On one hand, we try to limit costs to people. 

  • If one drug is usually expensive, we try to order a cheaper option. (But we never know your formulary, they are all different and change often!)
  • If I know a referral to a specialist probably won't result in any treatment that I can't offer, I will recommend against it. (If I think the specialist can offer more than me, then I am happy to refer so your child will get the best care. But don't call me when they charged more than you thought they should. Call them.)
  • Our office offers extended hours so people don't have to go to the emergency department or urgent care (usually insurance charges you more for those services). 
  • I try to talk parents out of vision screening in my office because if their insurance only pays for one per year I want it done by an eye specialist, not me! (See the 2nd scenario for more on this one.)
On the other hand, we try to anticipate and tell people in advance that insurance plans vary, and it is their responsibility to know their plan.

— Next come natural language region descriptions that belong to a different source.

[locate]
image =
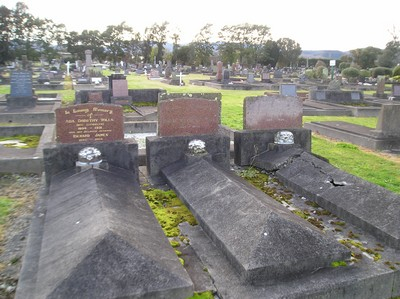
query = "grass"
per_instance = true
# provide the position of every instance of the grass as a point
(363, 163)
(6, 207)
(369, 165)
(31, 141)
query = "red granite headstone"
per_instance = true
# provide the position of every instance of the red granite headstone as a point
(272, 112)
(89, 123)
(188, 116)
(95, 97)
(120, 88)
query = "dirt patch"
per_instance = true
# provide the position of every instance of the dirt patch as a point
(23, 190)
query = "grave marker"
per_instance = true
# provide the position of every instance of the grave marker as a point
(189, 114)
(89, 123)
(288, 90)
(272, 112)
(21, 84)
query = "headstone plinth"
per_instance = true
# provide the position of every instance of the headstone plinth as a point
(89, 123)
(396, 91)
(22, 94)
(119, 87)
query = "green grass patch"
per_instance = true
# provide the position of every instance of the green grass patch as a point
(203, 295)
(363, 164)
(31, 141)
(6, 207)
(362, 121)
(169, 210)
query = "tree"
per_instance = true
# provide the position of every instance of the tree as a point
(390, 56)
(269, 53)
(157, 35)
(289, 52)
(116, 41)
(366, 58)
(6, 34)
(246, 39)
(202, 45)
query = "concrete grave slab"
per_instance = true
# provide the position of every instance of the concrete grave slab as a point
(189, 114)
(249, 144)
(101, 240)
(359, 281)
(264, 241)
(272, 112)
(163, 151)
(368, 206)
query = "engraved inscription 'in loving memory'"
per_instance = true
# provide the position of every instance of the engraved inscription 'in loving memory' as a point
(89, 122)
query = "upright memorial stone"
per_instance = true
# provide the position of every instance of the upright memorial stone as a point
(88, 64)
(396, 91)
(89, 123)
(219, 71)
(272, 112)
(189, 114)
(380, 87)
(119, 90)
(288, 90)
(21, 90)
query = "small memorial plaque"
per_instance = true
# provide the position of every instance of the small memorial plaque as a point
(21, 84)
(120, 88)
(396, 90)
(95, 97)
(89, 123)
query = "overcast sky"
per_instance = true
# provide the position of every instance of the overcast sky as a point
(316, 25)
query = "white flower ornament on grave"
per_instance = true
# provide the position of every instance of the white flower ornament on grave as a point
(197, 147)
(284, 137)
(89, 156)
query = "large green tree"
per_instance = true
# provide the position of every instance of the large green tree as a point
(203, 46)
(244, 39)
(157, 36)
(366, 57)
(390, 56)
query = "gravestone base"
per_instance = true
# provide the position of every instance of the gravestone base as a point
(21, 102)
(380, 95)
(126, 100)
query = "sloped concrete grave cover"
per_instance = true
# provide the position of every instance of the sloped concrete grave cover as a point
(101, 240)
(272, 112)
(371, 207)
(263, 241)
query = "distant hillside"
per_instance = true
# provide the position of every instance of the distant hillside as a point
(327, 54)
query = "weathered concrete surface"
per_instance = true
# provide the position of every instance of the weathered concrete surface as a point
(248, 144)
(59, 157)
(358, 281)
(370, 207)
(100, 239)
(163, 151)
(272, 112)
(25, 160)
(189, 114)
(264, 241)
(356, 134)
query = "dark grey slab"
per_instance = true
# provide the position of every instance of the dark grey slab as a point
(371, 207)
(263, 241)
(358, 281)
(248, 144)
(100, 239)
(60, 157)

  • We have a page dedicated to insurance on our website.
  • Each of our well visit pages on our website reminds parents to check insurance.
  • Before every well visit all patients registered on our web portal get an email with many important things regarding the upcoming well visit, including insurance issues.

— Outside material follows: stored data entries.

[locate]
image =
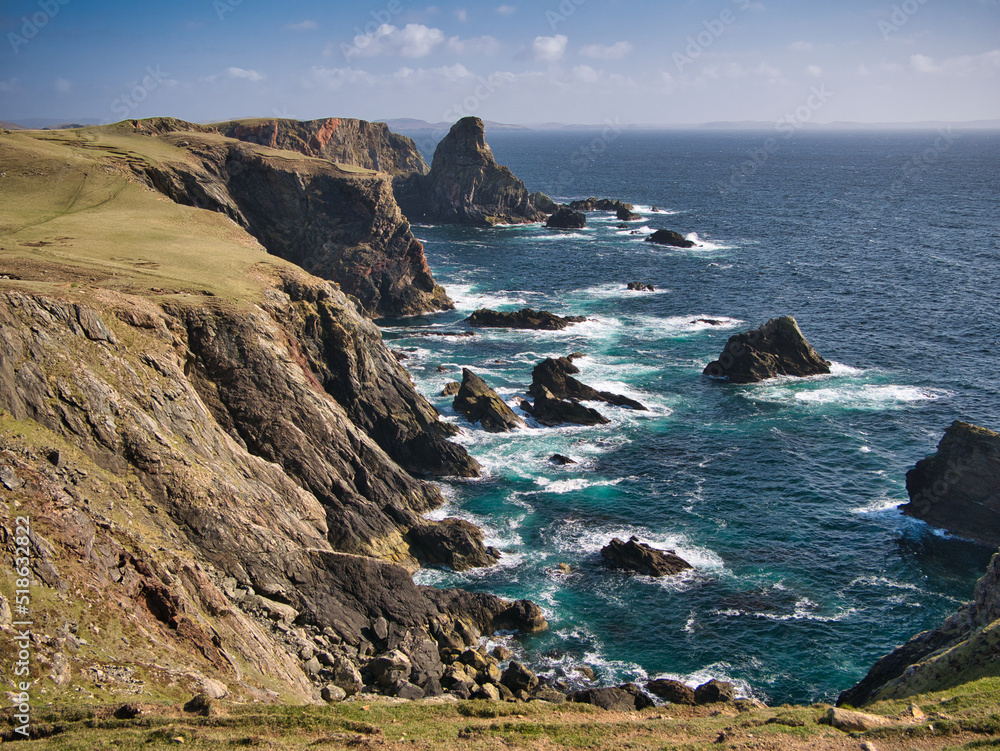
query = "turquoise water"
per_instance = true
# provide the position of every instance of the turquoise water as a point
(783, 494)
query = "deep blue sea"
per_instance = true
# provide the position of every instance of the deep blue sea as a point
(784, 495)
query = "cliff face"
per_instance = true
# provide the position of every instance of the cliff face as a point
(342, 140)
(962, 649)
(466, 185)
(958, 487)
(209, 447)
(326, 211)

  • We have signs posted in each exam room reminding parents that separate issues discussed might incur a separate charge based on insurance.

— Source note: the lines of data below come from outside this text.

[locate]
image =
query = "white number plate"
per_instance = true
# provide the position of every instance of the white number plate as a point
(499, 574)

  • I post about insurance issues frequently on our Facebook page.
  • I blog about this issue at times. Here. And here. And here. And here. And here. And of course this blog.
Yet the phone calls continue. Parents are upset about the way we charge them for things. This is misleading. Yes, the bill comes from us, but it we are only billing them what their insurance company tells us to.

Health care billing is complicated. We provide a service and apply the standard codes for each thing we do. Each code has a charge attached, based on typical payment for that code. We submit those codes to the insurance company. The insurance company adjusts the payment amounts to what our contract with them states they think are reasonable charges. Some companies allow more payment for one code, less for another. But it's not our choice how much they think is reasonable. We must write off the amount over their reasonable charge cost. The insurance company contracts with its clients to determine how much of each of those reasonable charge costs will be paid by them, and how much is the client's responsibility. We never see those contracts, so we don't know how much you will be billed at the time of service. We send the bill to the family based on what their insurance company tells us. We cannot adjust that amount -- to do so is insurance fraud. Simple as that. I'm not willing to commit fraud to decrease your bill, no matter how much I like you and understand your financial hardship.

Everyone in my office wants to provide good care, so we discuss guidelines and insurance issues in addition to other office policies and procedures on a routine basis. We review our practice for quality. We often hear complaints from staff that they want us to stop doing a recommended screening because they are tired of hearing complaints. But we continue to offer those that continue to be recommended because we care about the health of your child. We want to do what's right, not what's cheap. And I suspect that insurance will become more costly to people as the new plans roll out. Either you will pay a large premium to have more services covered, or you will pay less monthly but be expected to carry more of the load when you use services. 

Request: Please share how you think we can do it better. What are we missing? How can we better educate all of our families without spending the entire visit talking about possible charges instead of your child's health? We can't change the system (though that's the ultimate fix) but I want to know how we can make the system work better for all.